Beides also, das Heilige und das Profane, gehört zum Leben und Erleben des Menschen auf dem Dorfe. Und Beides hat auch in der Niedersächsischen Osterkantate von Konrad Tegtmeier seinen Ausdruck gefunden. Man kann vielleicht lange Erörterungen daran anschließen, ob es statthaft ist zu singen:

"Christ, dei is uppestahn,
dei Saat, dei Saat is uppegahn!"

Wer aber sein Leben auf einem Dorfe zugebracht hat, dem wird bei diesen Versen sogleich die innige, starke Stimmung gegenwärtig sein, die in den Tagen vor Ostern beinahe greifbar über den Straßen, auf den Höfen, über den Feldern und Wäldern zu liegen scheint.
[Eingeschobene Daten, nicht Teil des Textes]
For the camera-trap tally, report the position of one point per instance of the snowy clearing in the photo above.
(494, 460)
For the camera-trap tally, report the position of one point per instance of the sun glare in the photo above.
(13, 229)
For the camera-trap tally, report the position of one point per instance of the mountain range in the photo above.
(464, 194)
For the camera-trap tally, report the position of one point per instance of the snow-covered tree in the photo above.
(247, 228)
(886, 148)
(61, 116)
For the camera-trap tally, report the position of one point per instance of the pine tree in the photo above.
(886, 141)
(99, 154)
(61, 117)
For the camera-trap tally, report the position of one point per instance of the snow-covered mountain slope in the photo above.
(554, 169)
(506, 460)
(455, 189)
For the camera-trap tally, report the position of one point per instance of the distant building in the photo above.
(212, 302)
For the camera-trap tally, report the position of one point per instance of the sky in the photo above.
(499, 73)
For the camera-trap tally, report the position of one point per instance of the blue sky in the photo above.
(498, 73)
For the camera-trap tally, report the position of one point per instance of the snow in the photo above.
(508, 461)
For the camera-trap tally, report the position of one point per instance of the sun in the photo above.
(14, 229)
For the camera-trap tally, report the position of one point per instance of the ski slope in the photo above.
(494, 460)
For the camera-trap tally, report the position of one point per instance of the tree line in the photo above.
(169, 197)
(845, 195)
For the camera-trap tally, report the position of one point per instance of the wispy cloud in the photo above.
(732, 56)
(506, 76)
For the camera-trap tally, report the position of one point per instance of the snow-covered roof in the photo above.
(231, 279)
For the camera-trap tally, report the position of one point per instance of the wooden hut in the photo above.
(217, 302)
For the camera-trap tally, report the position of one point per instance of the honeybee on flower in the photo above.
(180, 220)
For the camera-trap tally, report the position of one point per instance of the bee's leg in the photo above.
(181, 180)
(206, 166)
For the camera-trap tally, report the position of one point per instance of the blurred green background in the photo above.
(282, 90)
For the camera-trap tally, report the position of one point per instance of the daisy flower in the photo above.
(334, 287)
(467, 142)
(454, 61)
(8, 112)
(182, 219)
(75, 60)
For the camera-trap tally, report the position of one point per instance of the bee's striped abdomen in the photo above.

Wenn die jungen Stimmen in den noch winterkühlen Dorfkirchen singen: "Dein Zion streut dir Palmen", so stehen vor den Augen dieser Sänger die silbergleissenden Weidenkätzchen, die an Bach und Weiher auf Bienen warten, und wenn die Passionszeit über allem eine wolkendunkle Trauer ausbreitet, so weißt du doch am österlichen Horizont schon die helle Sonne des auferstandenen Christus:

"Dei Sunne steiht in'n Osterfelle!
Ave! Sei is wedder da,
Ave ook, Fru Ostera!
Dat Osterlicht, dat lüchtet klar,
Ave, Mundi, luminar!"

Also doch: so ein bisschen zurückgebliebenes Heidentum? Auch, wenn kostbarliche Schätze aus mittelalterlichen Mönchsgesängen eingeflochten sind? O nein! Denn der Chor antwortet dem jungen Manne:

"Christ, dei is uppestahn,
dei Saat, dei Saat is uppegahn!"

In vier Bildern wird das Geschehen zu Ostern uns dargebracht, jenes Geschehen, wie es außerhalb des kirlichen Raumes, aber eingebettet in das kirchliche Jahr in unseren Dörfern zum Teil sicherlich auch heute noch lebendig ist: Die Osternacht mit dem ebenso ernsthaften wie immer wieder durch mancherlei mutwillige Scherze gestörten Osterwasserholen, der Ostermorgen, der mit all seiner Gewissheit und seinem Glänze über Dörfern und Menschen aufgeht, das Eiersuchen, das nun in prallen, derben Farben die Lust am deftigen Genießen schildert. Bitte, hören Sie genau hin, wenn da gesungen wird:

"Vader deilt dän Osterbra'en,
brutzebruun un wohl gera'en;
Mudder bringt da ierste Greun:
Keek, Rabüntjen! Smecket scheun!"

Dann aber der fröhliche, kunterbunte Kinderchor, der das schöne Ostereiersuchen schildert:

"Da sitt noch wat, da sitt noch wat,
da sitt, da sitt, da sitt noch wat,
Haas, Haas, Haas!"

Und weil's überall ein Suchen ist in dieser sehnsüchtig machenden Luft — was wunder, dass auch die Liebenden einander suchen?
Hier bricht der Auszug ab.